When our son was 4, he was diagnosed with a kidney condition and admitted to the hospital. His pediatrician placed the stethoscope to his heart and in an effort to entertain him asked, “What do you think I’ll hear?” I’ll never forget his sweet little response, “Jesus. He lives in there. Does He live in your heart too?” Her eyes swelled with tears and she said, “Yes, He does.” It was an instant connection between us and her, and 10 years later, she still rejoices with us over the fact that God healed our son of what even she thought would last a lifetime. Faith matters and prayer changes things, it’s just as beautiful as that.
WOW WOW WOW! Such a cool story!
What a beautiful tribute to your faith…in God and the people He gives us to help those we love most!
Thanks, Rebecca. xo
My father had been in and out of the hospital starting back in October. He is only 73. He spent the first 2 months of this year in the hospital with the majority of the time in ICU. I was so scared it was the end but I continued to pray and all of my friends and family prayed for him and the doctors. Two weeks ago he was transferred out of ICU and into a rehab facility. He is slowly getting his strength back to walk and eat. The power of prayer has been an eye opener for me! He will never be the same physically but he is back mentally and I am so greatfull to have even one more day with him!
Praying for your dad right now, Christy.
My Dad had a 17 hour surgery 7 years ago to remove a tumor from his brain stem. The doctor called him his miracle patient. The whole staff made us feel loved.
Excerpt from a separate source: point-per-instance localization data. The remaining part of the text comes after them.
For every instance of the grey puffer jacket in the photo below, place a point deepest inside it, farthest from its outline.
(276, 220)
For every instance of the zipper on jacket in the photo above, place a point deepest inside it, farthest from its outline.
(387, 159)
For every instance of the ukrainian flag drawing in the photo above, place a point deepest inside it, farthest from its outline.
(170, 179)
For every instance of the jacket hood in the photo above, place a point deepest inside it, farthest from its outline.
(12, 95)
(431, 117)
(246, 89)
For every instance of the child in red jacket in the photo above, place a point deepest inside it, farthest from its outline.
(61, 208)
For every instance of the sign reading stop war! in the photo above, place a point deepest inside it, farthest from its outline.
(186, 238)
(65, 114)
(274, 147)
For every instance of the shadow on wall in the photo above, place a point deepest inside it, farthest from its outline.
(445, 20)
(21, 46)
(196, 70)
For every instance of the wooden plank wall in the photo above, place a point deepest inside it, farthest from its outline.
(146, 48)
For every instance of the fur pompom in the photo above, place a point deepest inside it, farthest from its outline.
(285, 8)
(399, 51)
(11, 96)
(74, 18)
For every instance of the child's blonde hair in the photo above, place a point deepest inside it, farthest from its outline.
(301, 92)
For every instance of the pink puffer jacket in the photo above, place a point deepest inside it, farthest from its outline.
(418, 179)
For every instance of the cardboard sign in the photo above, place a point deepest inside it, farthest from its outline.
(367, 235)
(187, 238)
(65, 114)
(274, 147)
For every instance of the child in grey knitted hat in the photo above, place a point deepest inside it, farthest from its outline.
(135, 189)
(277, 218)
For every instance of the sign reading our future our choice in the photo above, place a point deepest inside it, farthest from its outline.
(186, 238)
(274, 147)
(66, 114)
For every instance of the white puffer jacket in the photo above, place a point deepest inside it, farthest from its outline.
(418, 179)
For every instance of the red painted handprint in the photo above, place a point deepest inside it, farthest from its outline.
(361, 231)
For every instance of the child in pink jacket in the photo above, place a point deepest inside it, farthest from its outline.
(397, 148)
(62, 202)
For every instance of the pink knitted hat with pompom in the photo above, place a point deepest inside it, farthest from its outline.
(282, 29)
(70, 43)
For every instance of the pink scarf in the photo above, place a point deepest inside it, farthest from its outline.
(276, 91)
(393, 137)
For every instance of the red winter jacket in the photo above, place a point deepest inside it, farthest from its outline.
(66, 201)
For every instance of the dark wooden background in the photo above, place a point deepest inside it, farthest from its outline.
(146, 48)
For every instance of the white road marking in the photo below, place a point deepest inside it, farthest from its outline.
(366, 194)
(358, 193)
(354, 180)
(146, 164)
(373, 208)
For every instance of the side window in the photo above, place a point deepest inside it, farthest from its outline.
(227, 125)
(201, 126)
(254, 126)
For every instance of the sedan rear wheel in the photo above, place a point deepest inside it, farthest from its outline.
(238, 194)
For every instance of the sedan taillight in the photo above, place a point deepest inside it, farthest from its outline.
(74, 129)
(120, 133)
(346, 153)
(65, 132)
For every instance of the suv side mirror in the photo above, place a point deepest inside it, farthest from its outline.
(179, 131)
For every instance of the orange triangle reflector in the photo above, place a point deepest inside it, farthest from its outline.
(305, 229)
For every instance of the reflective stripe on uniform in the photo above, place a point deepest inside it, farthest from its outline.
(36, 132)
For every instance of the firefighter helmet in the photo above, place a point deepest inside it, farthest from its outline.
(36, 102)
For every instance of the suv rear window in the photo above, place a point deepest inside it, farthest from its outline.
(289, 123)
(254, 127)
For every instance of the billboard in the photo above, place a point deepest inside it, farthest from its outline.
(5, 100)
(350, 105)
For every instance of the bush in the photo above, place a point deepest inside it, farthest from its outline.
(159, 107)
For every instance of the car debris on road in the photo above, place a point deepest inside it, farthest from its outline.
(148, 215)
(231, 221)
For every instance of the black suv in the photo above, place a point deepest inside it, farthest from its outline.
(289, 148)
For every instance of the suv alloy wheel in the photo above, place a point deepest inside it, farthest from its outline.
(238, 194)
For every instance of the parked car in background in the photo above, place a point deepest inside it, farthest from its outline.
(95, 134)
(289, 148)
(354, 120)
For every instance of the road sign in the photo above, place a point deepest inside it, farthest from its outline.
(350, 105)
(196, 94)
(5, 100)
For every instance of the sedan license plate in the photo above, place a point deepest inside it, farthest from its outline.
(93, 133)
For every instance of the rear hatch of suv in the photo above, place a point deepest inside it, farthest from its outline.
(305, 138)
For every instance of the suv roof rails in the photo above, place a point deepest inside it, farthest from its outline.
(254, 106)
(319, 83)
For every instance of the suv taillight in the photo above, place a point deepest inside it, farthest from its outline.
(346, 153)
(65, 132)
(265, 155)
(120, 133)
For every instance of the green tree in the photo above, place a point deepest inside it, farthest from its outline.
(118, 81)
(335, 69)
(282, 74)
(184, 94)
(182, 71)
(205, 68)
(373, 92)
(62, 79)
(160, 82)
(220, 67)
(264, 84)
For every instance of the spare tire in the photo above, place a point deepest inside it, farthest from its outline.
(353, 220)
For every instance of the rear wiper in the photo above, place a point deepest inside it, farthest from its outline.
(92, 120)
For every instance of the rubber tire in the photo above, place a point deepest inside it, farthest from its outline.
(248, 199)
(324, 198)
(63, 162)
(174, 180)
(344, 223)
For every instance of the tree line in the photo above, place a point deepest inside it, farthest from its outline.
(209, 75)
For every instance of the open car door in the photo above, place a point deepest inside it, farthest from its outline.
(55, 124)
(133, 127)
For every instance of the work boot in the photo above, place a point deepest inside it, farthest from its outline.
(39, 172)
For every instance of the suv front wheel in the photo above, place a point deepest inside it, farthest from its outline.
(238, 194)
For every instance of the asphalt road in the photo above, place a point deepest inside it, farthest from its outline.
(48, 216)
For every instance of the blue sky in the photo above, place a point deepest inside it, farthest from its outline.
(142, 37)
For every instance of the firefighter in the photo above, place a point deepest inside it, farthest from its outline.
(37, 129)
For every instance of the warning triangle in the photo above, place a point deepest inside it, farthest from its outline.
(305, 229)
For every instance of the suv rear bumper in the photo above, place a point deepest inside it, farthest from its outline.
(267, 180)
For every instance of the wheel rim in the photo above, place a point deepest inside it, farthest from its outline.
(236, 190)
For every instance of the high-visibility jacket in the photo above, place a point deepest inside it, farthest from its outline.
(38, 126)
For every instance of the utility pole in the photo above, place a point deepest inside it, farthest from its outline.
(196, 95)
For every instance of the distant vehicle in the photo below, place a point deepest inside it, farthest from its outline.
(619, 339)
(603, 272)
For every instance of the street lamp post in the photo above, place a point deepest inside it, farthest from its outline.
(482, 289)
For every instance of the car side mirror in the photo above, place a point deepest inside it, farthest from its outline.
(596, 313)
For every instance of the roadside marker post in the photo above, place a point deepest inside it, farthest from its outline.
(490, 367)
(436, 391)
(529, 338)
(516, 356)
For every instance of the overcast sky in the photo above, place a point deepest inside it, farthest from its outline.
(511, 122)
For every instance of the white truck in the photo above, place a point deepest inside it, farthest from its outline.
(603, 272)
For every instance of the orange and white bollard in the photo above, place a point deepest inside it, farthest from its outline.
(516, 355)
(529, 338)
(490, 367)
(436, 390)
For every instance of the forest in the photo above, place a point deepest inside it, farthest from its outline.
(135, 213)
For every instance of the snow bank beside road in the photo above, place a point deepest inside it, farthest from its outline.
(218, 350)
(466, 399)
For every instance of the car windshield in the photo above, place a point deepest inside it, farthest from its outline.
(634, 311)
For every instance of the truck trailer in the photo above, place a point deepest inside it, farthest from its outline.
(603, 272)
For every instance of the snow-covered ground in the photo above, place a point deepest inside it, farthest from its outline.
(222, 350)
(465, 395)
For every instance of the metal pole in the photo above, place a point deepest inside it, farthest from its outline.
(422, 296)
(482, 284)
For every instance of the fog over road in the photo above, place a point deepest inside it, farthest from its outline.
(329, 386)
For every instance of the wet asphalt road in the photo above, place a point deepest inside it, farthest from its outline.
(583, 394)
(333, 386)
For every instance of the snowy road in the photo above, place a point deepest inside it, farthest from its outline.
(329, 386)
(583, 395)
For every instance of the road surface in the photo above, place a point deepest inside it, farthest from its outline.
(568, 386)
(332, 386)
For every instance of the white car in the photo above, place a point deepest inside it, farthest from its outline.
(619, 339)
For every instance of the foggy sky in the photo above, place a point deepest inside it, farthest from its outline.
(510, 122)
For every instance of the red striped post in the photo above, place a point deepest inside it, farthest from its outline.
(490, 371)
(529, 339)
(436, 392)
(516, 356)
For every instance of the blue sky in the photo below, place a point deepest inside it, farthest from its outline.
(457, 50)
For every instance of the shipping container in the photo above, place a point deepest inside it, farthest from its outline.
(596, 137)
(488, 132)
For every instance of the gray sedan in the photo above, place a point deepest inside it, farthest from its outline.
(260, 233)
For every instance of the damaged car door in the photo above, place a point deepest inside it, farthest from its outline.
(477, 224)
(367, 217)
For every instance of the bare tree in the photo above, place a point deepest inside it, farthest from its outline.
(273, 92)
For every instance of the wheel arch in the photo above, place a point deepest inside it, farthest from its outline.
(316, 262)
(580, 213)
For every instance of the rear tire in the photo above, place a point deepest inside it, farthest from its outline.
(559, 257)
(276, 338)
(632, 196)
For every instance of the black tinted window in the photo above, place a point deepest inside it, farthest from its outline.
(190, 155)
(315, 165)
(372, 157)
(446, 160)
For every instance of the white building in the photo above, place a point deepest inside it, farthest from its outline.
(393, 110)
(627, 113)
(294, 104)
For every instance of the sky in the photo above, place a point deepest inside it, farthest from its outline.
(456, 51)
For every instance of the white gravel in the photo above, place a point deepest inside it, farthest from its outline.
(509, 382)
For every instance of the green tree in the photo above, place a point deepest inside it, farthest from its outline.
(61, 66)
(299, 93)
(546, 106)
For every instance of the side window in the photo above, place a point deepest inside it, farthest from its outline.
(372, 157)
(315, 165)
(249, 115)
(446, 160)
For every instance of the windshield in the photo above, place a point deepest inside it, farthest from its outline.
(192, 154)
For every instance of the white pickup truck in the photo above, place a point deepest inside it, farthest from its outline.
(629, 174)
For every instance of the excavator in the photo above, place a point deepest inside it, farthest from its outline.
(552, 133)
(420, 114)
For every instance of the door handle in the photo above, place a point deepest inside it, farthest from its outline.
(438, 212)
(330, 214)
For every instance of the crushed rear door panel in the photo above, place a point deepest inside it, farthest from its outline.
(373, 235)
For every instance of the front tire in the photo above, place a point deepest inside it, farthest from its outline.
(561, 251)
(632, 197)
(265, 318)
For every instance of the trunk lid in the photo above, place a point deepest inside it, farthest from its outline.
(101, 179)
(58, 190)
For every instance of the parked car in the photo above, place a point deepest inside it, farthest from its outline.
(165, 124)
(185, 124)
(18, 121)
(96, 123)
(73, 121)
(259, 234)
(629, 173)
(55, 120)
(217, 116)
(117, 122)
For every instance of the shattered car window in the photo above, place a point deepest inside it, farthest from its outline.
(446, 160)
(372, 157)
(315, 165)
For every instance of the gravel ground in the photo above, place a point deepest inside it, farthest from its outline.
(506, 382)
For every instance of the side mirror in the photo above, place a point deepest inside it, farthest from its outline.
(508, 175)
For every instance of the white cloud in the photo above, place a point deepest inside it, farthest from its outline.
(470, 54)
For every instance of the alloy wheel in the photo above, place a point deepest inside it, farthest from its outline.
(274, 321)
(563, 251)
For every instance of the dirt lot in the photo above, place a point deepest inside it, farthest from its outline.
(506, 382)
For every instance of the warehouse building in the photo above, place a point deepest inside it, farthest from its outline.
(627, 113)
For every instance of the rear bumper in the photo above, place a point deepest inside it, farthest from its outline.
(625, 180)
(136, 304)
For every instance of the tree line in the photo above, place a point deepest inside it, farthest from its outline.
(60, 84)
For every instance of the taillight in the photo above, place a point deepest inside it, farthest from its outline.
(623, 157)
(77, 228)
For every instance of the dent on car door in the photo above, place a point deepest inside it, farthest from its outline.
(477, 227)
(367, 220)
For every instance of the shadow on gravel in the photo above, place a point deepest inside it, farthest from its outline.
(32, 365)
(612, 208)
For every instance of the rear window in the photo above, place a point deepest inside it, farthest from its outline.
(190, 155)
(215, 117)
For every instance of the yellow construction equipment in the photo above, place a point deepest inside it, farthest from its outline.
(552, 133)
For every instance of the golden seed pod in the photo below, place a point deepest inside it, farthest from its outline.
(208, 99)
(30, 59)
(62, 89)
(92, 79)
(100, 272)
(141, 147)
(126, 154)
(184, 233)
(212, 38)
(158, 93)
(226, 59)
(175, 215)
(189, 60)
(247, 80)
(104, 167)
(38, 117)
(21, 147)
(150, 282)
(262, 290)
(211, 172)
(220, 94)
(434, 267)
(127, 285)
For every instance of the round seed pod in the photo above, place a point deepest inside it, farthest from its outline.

Caring physicians are such a blessing!
Such a great story. Thanks, Julie!
So grateful you’ve received some answers, Jennifer.
We are too. She is like a new kid! Still bumps in the road, but almost a full 180 turn.
So glad to hear the outcome and that in spite of the difficulty, you received answers and proper treatement. My daughter was in the hospital all week, and it is difficult when doctors don’t know what is happening and how to treat it. I’ve never been in a situation where doctors prayed for wisdom and healing but I can imagine the comfort and strength this would bring…not to mention the testimony of faith!
Tears pricked my eyes as I read this post. I felt your helplessness that reduced prayers to groans because I’ve been there too. And my heart overflowed with gratitude to hear about such humble, caring doctors and nurses who pray for their patients and proclaim the miracles when they see them. Last, I’m praising God with you that all the trauma and tests and “testings” came to a joy-filled conclusion for Anna. Glory to God for his awesome works!